This spring I posted a topic called steelies in the betsie as I am fairly new to the area and wanted to know an aproximate time when the run started. I cant remember if it was a pm that I recieved or if it was just a general post to the topic but it made me angry. The gentlemen told me that I needed to spend less time behind the keyboard and more time in the field. It did tick me off as I had been a member on here for a few years and it was something like my 25th post. I spend more time reading than I do responding. If some one has an issue I know the answer to I will pm them but try to avoid the general forum. Any way to the person who told me this in the past I would like to say thank you for the advice. There are alot of places we salmon fish on the betsie that dont get crowded with people. And I can also see his point. The net does cause crowds of people but being a local gives you the upper hand and some of the holes we found steelhead fishing will be great for salmon as well. I would also like to say thanks to the guys who get snagged and just leave there hooks in the trees and brush. Me and my fishing buddy wade over to them and remove them. I collected 62 hooks last year. It helped me out for tipup fishing this winter as I use mono leaders instead of steel. The number of fishers doesnt bother me as there is always a spot to go thats less crowded. The only thing I dislike is the fact that on the good days and you have your limit you have to pull your fish farther to get them to the truck. If some one could start a fish taxi service down there that would be greatly appreciated. Good luck this year guys. I may see some of you down there.


----------



## stelmon (Sep 21, 2000)

Hmmm....catch 20 salmon in a morning and tell potentials snaggers where they are on the net. Then catch 3 the next morning because the snaggers scared the hell out of them while ripping that read my report. Or, keep my mouth shut and have double digit days. 

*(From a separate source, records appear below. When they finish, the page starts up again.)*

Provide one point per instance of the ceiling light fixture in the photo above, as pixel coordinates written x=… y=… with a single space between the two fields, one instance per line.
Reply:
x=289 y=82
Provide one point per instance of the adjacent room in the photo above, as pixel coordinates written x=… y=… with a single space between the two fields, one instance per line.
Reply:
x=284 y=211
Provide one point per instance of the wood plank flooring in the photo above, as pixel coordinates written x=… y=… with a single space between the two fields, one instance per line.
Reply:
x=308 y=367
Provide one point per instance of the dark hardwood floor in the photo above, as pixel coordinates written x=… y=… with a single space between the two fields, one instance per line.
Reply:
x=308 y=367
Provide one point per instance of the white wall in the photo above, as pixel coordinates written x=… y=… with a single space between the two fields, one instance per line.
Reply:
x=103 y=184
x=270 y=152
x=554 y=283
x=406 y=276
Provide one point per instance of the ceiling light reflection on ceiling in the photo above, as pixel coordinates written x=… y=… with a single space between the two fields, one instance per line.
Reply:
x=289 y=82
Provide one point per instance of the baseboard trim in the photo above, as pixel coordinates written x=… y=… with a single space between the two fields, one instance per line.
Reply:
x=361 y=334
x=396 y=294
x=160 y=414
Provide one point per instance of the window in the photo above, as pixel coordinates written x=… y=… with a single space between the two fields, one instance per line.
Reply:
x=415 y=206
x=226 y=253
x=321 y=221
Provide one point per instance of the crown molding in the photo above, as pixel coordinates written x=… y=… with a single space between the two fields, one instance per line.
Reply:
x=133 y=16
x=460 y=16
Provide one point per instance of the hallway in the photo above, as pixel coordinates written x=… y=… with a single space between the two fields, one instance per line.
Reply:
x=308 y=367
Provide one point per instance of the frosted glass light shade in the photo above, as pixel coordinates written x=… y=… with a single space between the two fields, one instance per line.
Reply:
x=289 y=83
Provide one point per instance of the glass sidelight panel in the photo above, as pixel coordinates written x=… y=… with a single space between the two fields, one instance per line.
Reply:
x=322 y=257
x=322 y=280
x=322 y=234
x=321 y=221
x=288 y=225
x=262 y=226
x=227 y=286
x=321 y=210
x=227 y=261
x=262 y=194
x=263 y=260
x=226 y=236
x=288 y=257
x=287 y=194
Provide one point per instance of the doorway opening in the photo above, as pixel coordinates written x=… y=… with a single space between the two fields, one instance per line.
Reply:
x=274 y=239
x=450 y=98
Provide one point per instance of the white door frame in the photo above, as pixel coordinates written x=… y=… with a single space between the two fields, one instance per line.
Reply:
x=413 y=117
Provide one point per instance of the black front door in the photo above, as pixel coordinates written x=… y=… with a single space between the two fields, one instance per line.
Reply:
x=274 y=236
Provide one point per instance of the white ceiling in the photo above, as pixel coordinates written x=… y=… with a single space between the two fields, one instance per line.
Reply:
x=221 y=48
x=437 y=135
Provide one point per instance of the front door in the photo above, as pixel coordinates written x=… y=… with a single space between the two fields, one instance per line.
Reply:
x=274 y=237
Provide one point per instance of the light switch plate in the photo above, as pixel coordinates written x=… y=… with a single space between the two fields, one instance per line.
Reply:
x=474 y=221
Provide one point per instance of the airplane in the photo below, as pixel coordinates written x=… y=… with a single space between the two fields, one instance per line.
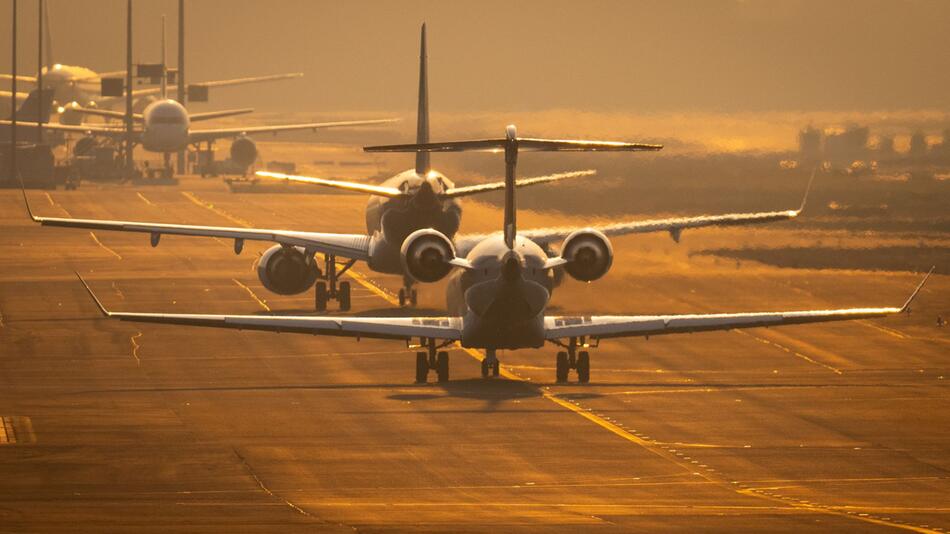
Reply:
x=165 y=126
x=77 y=86
x=417 y=198
x=400 y=206
x=505 y=298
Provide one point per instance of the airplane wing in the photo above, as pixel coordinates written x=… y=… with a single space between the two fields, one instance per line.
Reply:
x=498 y=186
x=214 y=83
x=107 y=113
x=86 y=129
x=392 y=192
x=353 y=246
x=610 y=326
x=405 y=328
x=356 y=187
x=673 y=225
x=196 y=136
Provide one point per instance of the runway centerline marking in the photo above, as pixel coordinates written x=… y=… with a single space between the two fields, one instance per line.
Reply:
x=253 y=295
x=107 y=249
x=790 y=351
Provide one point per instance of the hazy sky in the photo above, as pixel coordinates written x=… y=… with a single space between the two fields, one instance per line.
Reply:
x=601 y=56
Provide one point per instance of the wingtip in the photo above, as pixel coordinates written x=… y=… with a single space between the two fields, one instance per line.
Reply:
x=811 y=180
x=102 y=309
x=26 y=200
x=913 y=295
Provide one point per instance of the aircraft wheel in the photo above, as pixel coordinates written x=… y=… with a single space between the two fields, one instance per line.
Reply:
x=442 y=366
x=344 y=296
x=583 y=367
x=320 y=296
x=422 y=368
x=562 y=367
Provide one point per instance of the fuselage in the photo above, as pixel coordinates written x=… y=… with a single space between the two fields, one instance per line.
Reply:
x=165 y=126
x=390 y=220
x=503 y=296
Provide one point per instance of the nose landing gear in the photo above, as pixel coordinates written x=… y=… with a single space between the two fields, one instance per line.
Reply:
x=407 y=295
x=572 y=359
x=432 y=359
x=328 y=288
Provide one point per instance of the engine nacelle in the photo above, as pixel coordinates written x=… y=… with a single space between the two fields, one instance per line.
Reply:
x=85 y=145
x=426 y=255
x=287 y=270
x=243 y=152
x=588 y=253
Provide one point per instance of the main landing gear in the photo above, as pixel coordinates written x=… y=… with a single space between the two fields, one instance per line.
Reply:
x=432 y=359
x=328 y=289
x=407 y=295
x=490 y=364
x=572 y=359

I think I know what i'll do. Good Luck everyone! Let the salmon wars begin! :lol:


----------



## LuckyChucky (Mar 28, 2005)

stelmon said:


> Hmmm....catch 20 salmon in a morning and tell potentials snaggers where they are on the net. Then catch 3 the next morning because the snaggers scared the hell out of them while ripping that read my report. Or, keep my mouth shut and have double digit days.
> 
> I think I know what i'll do. Good Luck everyone! Let the salmon wars begin! :lol:


 great minds think alike


----------



## johnnie555 (Jan 25, 2005)

stelmon said:


> Hmmm....catch 20 salmon in a morning and tell potentials snaggers where they are on the net. Then catch 3 the next morning because the snaggers scared the hell out of them while ripping that read my report. Or, keep my mouth shut and have double digit days.
> 
> I think I know what i'll do. Good Luck everyone! Let the salmon wars begin! :lol:


Very well said.....

Outdoor Hub mobile, the outdoor information engine


----------



## fishman210 (Jan 10, 2008)

LuckyChucky said:


> great minds think alike


And there will be the same like-minded people gathering around the same locations every year!
_Posted via Mobile Device_


----------